The latest ONS Labour Market Overview shows the UK employment rate was estimated at 75.9%, higher than a year earlier (75.6%) but 0.2 percentage points lower than the previous quarter. The data available covers the period between June to August 2019.
- The UK unemployment rate was estimated at 3.9%, this is lower than a year earlier (4.0%) but 0.1 percentage points higher than the previous quarter
- The UK economic inactivity rate was estimated at 21.0%, this is lower than a year earlier (21.2%) but 0.1 percentage points higher on the previous quarter
Youth Unemployment: 16 – 24 year olds
- 16-24 Unemployment rate (Jun-Aug 2019): 11.8%, up from 11.6% last quarter and from 10.9% last year
- 16-24 NEET (Apr-Jun 2019): 792,000 (11.5%), of whom 330,000 (41.6%) are Unemployed NEETs
The youth unemployment rate has been gradually increasing since the data covering Feb – Mar 2019 was released in May 2019. We explore the age breakdown in more detail below.
The total of 16-17-year olds not in full time education has increased by 25,000 (174,000 to 199,000) since 2018, alongside a 3,000 increase in the 16-17 population over the same time-period.
Of the 25,000 increase:
- 5000 can be found in the increased employment level – 85,000 from 80,000
- 11,000 can be found in the increased unemployment level – 27,000 from 16,000
- 8,000 can be found in the increased economically inactive level – 86,000 from 78,000
(figures don’t add up to 25,000 exactly due to rounding)
The total of 16-17-year olds not in full time education who are unemployed now makes up 24% of the 16-17 economically active population, where it only made up 16.5% a year earlier.
The population of 18-24-year olds has decreased by 82,000 in the past year. With this, it appears that the total and percentage of unemployed young people aged 18-24 has increased.
- The employment rate for 18-24-year olds not in full time education has dropped by 1.5% to 75.5%
- The proportion of 18-24-year olds not in full time education who are unemployed is 9%, up from 7.7% a year earlier
- The unemployment level for all aged 18 to 24 not in full-time education rose by 41,000 to 330,000 from 289,000 a year earlier
The trend for 2019 appears to be flowing against the positive one witnessed over the past 6 years. This comes as market uncertainty lingers with no clarity offered on the Brexit situation, which the Learning and Work Institute has suggested may be slowing, and in this case, beginning to reverse the positive trends observed over the past 6 years. Referring to survey evidence, they also report that current high levels of economic uncertainty are impacting negatively on companies’ hiring decisions which could be exacerbating the unemployment situation.
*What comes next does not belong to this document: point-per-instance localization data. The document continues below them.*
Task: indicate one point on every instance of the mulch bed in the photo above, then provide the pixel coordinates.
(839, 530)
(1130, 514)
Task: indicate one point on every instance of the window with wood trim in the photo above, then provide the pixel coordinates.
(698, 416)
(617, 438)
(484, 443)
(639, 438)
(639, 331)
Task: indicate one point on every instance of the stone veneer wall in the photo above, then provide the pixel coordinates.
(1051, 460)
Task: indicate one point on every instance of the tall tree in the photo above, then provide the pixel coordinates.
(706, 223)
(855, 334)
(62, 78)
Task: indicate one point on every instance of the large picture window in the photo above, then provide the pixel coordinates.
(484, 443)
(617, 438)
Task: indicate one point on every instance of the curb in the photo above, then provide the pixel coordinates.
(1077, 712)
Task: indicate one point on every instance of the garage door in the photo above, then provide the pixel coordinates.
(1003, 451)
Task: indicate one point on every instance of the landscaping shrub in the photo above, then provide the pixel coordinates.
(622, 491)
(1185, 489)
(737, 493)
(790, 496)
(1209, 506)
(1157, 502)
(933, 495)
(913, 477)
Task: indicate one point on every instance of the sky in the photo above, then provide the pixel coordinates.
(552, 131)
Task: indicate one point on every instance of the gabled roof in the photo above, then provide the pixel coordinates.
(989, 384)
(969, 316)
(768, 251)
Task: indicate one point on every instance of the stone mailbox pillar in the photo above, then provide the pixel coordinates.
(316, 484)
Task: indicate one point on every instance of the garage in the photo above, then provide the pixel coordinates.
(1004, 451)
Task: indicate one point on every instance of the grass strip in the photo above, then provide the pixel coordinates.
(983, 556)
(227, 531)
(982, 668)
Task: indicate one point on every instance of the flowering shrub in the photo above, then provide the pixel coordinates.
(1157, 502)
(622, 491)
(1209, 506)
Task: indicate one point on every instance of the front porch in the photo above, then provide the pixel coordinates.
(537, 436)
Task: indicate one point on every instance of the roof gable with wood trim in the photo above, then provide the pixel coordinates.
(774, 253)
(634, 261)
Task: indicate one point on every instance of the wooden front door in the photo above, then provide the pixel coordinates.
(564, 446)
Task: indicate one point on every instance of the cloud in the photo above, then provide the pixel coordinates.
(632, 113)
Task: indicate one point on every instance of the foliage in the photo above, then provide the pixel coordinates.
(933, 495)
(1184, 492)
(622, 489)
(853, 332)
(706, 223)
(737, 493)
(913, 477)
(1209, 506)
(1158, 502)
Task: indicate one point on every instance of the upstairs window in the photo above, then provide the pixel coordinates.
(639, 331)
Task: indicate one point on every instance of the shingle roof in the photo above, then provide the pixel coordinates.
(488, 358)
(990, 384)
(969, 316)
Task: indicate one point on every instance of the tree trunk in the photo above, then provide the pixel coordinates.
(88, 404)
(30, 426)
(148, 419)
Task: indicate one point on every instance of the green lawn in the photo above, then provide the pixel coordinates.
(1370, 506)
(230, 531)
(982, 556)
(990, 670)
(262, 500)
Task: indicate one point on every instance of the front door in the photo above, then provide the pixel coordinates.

When broken down by gender, unemployment rates for 16-24-year olds not in education paint unequal outcomes for young men and boys. For young men and boys in this cohort, the unemployment rate has increased by 2.9%, in contrast with the milder 0.4% increase for women and girls. In terms of unemployed levels, for women and girls its 124,000 and for men and boys its 233,000. Our look at the latest NEET stats published in August 2019 revealed a similar gender disparity with 208,000 male unemployed NEETs and 122,000 female NEETs. No mainstream consensus exists to explain why males are disproportionately experiencing this latest downward trend, but we are continuing to follow the situation.